In fact, Crowder noted, “X” had “a five-year clear record of institutional violence, which resulted in a perfect score of zero in risk assessment conducted in October [2023], and a total score low enough for him to be placed in medium security in an open bay dorm. The psych associates signed off on this and the warden signed off on this.”
Instead, guards wrote up “X” and his victims on an “Enemies Report”—effectively assuming that any sexual activity had been consensual, at least to start. What no one will say is why DOC staffers repeatedly turned a blind eye when allegations of abuse by “X” persisted. However, that sort of deference is often reserved for incarcerated informants.

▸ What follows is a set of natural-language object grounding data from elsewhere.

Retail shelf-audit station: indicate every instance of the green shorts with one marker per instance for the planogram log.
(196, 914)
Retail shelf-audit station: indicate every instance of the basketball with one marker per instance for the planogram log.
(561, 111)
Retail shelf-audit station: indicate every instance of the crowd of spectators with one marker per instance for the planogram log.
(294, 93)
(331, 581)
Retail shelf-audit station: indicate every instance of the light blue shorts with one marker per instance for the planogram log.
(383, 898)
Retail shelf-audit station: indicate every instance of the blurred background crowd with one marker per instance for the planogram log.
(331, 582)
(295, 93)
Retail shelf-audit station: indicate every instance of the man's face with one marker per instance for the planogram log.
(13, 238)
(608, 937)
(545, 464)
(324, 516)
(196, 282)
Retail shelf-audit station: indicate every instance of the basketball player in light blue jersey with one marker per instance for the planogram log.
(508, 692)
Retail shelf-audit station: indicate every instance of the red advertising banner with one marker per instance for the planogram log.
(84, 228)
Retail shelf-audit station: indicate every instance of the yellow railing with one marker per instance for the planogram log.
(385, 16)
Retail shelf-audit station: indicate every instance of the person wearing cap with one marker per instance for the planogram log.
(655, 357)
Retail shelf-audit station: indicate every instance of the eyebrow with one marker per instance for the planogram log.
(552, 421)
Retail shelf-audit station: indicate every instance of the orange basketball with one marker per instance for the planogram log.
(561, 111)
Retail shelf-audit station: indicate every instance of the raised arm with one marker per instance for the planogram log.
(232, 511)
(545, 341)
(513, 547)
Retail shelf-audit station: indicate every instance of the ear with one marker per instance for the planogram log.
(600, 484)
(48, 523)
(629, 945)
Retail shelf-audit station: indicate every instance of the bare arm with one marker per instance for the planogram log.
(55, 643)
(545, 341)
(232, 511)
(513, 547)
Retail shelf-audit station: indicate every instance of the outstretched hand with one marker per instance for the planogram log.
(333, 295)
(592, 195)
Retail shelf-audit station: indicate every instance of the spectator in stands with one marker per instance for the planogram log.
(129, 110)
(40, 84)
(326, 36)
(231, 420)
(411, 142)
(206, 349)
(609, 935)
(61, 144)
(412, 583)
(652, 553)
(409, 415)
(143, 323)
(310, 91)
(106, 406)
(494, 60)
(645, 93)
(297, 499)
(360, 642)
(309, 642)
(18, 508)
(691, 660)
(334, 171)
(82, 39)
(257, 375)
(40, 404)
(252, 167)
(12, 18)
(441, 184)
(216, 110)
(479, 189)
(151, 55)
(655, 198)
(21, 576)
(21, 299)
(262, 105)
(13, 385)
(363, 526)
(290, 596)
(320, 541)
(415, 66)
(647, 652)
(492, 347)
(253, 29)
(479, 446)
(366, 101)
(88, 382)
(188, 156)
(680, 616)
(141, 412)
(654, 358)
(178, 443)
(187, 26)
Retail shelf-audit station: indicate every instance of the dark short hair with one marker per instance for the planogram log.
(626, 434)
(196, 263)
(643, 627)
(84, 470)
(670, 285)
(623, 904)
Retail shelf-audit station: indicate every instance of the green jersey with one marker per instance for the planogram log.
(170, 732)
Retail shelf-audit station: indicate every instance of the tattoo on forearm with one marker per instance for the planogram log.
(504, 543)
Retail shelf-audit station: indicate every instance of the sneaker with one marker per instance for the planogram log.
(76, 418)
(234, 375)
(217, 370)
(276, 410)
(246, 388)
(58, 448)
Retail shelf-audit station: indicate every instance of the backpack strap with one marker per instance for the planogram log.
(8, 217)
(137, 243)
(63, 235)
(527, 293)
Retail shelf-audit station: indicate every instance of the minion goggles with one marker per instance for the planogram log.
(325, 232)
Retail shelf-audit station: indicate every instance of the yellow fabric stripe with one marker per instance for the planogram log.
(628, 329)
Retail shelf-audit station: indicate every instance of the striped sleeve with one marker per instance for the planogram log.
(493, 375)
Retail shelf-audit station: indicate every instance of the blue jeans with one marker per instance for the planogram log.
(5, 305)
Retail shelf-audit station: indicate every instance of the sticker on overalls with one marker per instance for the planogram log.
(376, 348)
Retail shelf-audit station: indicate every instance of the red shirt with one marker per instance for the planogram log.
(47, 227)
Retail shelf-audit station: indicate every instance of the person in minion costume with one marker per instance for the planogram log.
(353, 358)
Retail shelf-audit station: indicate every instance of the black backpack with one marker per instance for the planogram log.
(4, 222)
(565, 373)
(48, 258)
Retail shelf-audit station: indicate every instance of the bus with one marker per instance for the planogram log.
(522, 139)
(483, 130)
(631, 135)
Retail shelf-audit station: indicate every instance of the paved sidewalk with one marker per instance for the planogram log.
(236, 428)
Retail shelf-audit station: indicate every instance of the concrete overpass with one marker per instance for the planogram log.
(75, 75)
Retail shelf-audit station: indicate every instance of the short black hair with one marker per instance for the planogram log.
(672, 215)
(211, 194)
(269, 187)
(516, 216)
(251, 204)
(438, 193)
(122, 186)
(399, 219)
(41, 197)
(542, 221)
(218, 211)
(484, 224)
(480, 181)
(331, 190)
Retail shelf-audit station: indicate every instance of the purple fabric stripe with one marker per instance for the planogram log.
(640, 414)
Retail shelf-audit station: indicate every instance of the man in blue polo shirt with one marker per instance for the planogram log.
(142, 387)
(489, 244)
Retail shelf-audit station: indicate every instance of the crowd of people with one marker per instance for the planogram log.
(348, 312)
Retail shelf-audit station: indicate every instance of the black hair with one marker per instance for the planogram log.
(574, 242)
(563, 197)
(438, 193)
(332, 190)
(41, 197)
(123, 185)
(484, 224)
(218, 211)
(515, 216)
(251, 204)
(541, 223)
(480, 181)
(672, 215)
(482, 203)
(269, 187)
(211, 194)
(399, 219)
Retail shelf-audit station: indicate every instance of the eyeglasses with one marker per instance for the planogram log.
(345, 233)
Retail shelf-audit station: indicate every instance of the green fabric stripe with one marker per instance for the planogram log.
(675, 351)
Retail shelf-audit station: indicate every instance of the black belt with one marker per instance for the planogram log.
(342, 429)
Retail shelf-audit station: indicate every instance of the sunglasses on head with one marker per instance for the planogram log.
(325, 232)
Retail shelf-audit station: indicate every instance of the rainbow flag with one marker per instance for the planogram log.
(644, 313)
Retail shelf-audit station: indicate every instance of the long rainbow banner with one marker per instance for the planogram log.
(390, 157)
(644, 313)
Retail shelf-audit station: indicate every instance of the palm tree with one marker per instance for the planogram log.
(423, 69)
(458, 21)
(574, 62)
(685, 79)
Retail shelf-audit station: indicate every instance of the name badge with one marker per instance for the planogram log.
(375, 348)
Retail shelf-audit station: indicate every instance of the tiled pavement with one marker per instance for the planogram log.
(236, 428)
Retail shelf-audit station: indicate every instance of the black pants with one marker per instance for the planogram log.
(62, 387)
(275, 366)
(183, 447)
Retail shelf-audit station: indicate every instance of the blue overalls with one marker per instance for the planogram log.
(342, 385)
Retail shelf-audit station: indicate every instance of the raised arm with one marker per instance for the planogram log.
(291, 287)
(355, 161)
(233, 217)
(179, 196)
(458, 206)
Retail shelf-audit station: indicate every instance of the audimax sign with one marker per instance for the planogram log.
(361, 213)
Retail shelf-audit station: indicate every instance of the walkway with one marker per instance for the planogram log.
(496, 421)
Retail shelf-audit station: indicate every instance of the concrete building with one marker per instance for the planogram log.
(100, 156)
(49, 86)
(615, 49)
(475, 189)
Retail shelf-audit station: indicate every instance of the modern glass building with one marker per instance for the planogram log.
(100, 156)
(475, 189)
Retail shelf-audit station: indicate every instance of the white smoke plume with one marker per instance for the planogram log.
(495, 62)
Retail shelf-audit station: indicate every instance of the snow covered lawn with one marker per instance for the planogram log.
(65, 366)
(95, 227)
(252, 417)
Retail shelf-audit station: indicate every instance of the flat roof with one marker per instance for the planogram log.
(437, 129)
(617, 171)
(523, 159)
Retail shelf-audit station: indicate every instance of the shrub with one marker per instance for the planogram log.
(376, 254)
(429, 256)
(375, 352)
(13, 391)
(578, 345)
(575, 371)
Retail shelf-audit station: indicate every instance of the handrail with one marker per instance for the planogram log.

Williams’ family has hired Washington, D.C. attorney Andrew Menefee, who said he plans to file a civil rights suit on their behalf. The federal Department of Justice has also sued the state and its DOC for running prisons “riddled with prisoner-on-prisoner and guard-on-prisoner violence,” as PLN also reported. [See: PLN, Apr. 2021, p.34.] That suit is headed to trial.
Meanwhile, the state is pressing forward with construction of a new “mega-prison,” which will be named in honor of Gov. Kay Ivey (R). Making that announcement on November 13, 2024, spokeswoman Gina Maiola said that there was “no governor in Alabama’s history who has done more to improve the state’s corrections system.”
Incredibly, Maiola apparently managed to keep a straight face, too.